Have you noticed how many retired people with MS say they miss being busy? Are you one of those, too? I am befuddled. When I was a contestant in the rat race way-back-when, I was certainly busier than I am now. But I would never say I was a busy person in general. A tightly-packed schedule with no time to breathe? Not for me. Nobody had to tell me to stop and smell the roses. I lingered at the rose bed far longer than I was supposed to and sometimes got in hot water for it. Idleness was my life quest.

Being pegged as anti-social

Whenever I said no to people who wanted me to go do something with them, my excuse was “I’m too busy.” What was really going on was that I wanted to make like Greta Garbo. But saying “I vant to be alone” is not socially acceptable. People take it personally. Or they peg you as being anti-social. I’m not anti-social, I enjoy being with people and having a good time— then I need to be alone and think my thoughts. When you are in the company of others, there is that pesky rule that you must respond to what people say and do. Though I’m perfectly willing to do that, I find it draining after a while and must withdraw.

Life as an introvert

Psychologists would say I’m an introvert. Guilty as charged. In my youth, that was unacceptable in school. My report card always said does not contribute to class discussions. I was too shy. My brain immediately emptied itself whenever I was called on to answer a question. I became so anxious about it I developed stomach aches and migraines by age ten. Childhood had become too stressful. I wanted to be invisible.

Coping in adulthood

Introverts learn to cope better in adulthood and I was no exception. It would have gone better for me if I’d chosen an occupation that required less social contact, though. Being an administrative assistant requires far more than that of a medical transcriptionist. I should have been that. But I didn’t know it existed. Being forced into communication on the job every day was a stress. Some places are unrelentingly hostile towards socially awkward people. Suspicion turns into cynicism.
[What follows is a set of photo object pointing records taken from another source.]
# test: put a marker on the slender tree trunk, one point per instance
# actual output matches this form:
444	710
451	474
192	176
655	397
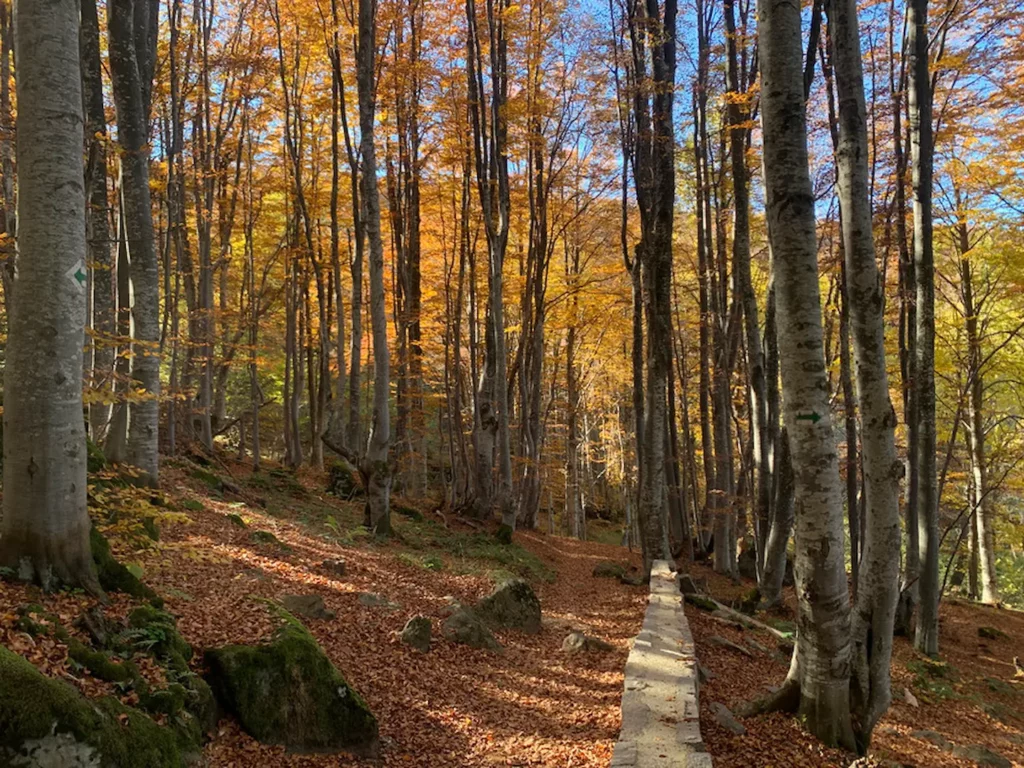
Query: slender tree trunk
983	517
132	30
920	102
376	465
97	221
44	534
Then multiple sclerosis created even more suspicious behaviors.

Fighting prejudices

At one point I was running to the bathroom every ten minutes with bladder urgency. My boss banned me from the office for a week. For some insane reason, I was accused of doing drugs in the bathroom. I was forced to submit to a drug test. I never told them about my symptoms and the reasons are complicated. It wouldn’t have mattered if I had. When people develop a prejudice against you and regard everything you do with pure cynicism, whatever you say is construed as a lie. Besides, even though I’d had my first MS attack the year before, I wasn’t given the diagnosis yet. I couldn’t blame my symptom on a disease I didn’t officially have. I did see my PCP but the urine tested negative for infection. I didn’t see a neuro because I didn’t know it could be an MS symptom back then. It felt like being back in elementary school when I was called on to answer a question that I just couldn’t. Brain drain followed by muteness.

Healing from the world

I quit that job right after I was released from office purgatory and allowed to return. My drug test was clean. I spent the next year writing a novel, having cashed in my retirement and 401k accounts and living off those. I had to heal from being in the world by staying out of it for a while. Yes it caused financial hardship, but keeping my sanity was well worth it.

Give more to myself

A lot has happened since that workplace nightmare in 2002. But the bottom line is that the more time I’ve had to myself, the better able I’ve been to cope with what MS throws at me every day. People can be wonderfully helpful, but if I let them in, I might get more than I bargained for. Let people in and it becomes an exchange, give and take, sometimes more give than take on my part. Being solitary means being whole. Giving more to myself than to others. It’s not just a choice now. It’s a necessity.